I did not go out to see the moon last night as I usually do. Rather I stayed in my warm, comfortable home and felt it stirring in my bones. It seemed to evoke a going within energy, nurturance, and quiet this month – a pull from its Cancerian crabshell to retreat and simply be. Most months I gather a friend or two and bask in the wildness of the full moon – setting lanterns into the night sky, staying warm around an outdoor fire, traipsing across the frozen lake, such a pull to go without. Last night seemed to say, be still and be within.

What a kind offering on the heels of a busy time of year. Better to slow down and take stock, be gentle and rest. Look inward and find what really matters and what needs to fall away.

In its own way, the Wolf Moon evokes feelings of wildness as it’s named for the long, dark night and wind-swept landscape that incites wolves to howl even more.
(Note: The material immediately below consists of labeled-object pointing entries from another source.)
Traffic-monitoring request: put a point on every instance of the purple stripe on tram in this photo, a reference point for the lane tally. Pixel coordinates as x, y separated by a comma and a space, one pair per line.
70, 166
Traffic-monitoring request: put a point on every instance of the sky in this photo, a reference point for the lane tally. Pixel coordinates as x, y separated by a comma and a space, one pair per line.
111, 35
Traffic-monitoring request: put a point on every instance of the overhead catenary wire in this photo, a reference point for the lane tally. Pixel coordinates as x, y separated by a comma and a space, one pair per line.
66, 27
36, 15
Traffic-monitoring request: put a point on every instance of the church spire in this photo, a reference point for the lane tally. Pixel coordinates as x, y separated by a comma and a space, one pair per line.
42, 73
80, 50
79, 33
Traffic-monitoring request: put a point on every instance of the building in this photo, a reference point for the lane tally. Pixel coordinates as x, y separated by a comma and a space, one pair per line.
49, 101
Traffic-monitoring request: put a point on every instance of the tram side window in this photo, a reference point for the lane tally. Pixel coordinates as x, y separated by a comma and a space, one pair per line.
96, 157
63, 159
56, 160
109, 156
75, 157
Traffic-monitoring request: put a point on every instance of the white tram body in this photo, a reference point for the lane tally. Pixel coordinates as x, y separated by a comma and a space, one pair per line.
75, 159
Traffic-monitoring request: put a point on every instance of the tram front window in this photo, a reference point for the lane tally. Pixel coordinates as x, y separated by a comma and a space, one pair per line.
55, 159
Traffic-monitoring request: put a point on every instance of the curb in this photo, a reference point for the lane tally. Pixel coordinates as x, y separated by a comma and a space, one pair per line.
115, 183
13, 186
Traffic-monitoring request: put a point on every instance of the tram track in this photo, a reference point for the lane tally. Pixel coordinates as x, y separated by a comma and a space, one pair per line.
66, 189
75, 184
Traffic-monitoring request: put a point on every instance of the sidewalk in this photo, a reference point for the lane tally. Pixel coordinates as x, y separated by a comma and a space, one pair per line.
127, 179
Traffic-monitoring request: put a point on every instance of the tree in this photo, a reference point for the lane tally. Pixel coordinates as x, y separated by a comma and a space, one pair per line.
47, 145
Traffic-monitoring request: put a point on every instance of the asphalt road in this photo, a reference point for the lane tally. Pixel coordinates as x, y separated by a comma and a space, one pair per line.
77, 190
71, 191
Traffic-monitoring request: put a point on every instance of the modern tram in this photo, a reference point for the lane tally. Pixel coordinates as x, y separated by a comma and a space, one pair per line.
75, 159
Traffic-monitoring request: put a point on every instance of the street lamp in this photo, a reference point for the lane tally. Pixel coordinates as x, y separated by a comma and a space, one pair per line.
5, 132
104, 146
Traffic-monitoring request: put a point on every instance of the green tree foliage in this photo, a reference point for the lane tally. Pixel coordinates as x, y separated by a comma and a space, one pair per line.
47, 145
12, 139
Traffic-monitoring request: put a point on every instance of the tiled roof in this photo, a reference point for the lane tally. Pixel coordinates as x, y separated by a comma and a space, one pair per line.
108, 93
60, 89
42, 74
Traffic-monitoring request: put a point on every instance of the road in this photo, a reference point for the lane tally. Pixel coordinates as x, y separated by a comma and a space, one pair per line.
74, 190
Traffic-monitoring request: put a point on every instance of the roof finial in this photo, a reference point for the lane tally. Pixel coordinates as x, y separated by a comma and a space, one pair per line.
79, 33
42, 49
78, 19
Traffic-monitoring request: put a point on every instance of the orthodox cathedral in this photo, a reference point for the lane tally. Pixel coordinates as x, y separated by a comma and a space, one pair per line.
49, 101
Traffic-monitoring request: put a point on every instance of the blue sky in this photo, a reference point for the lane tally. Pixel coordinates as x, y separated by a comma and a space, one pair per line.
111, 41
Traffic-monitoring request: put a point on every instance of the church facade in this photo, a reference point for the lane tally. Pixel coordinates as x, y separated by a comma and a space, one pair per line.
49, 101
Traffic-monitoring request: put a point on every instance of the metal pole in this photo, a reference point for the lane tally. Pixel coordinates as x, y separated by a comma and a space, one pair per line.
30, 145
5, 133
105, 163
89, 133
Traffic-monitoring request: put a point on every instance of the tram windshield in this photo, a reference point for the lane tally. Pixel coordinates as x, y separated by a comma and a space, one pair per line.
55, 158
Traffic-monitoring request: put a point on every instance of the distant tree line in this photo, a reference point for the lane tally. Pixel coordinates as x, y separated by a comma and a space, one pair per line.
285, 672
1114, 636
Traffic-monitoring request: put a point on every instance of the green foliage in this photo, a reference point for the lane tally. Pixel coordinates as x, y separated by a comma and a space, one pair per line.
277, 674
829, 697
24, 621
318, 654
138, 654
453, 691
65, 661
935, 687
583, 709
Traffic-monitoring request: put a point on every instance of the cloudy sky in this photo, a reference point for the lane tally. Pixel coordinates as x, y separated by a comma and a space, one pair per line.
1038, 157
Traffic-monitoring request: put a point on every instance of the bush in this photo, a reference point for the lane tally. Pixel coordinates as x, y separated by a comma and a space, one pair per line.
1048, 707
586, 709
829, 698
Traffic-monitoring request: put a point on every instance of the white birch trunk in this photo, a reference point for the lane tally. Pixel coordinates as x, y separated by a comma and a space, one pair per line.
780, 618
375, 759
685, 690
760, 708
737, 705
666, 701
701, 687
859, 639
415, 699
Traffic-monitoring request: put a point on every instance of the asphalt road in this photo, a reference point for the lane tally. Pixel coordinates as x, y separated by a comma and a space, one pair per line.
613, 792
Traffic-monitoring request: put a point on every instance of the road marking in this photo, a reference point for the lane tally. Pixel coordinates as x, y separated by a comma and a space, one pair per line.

As though they’re calling for something unreachable, unknowable, long wailing into the night sky that is eternal and beyond us. But there is also something quiet and solitary this dark time of year. The wolf howls longingly at the moon it will never touch. The earth is covered with snow in the north country, barren, cold. What lessons can we learn from this timeless ebb and flow of nature and the night sky?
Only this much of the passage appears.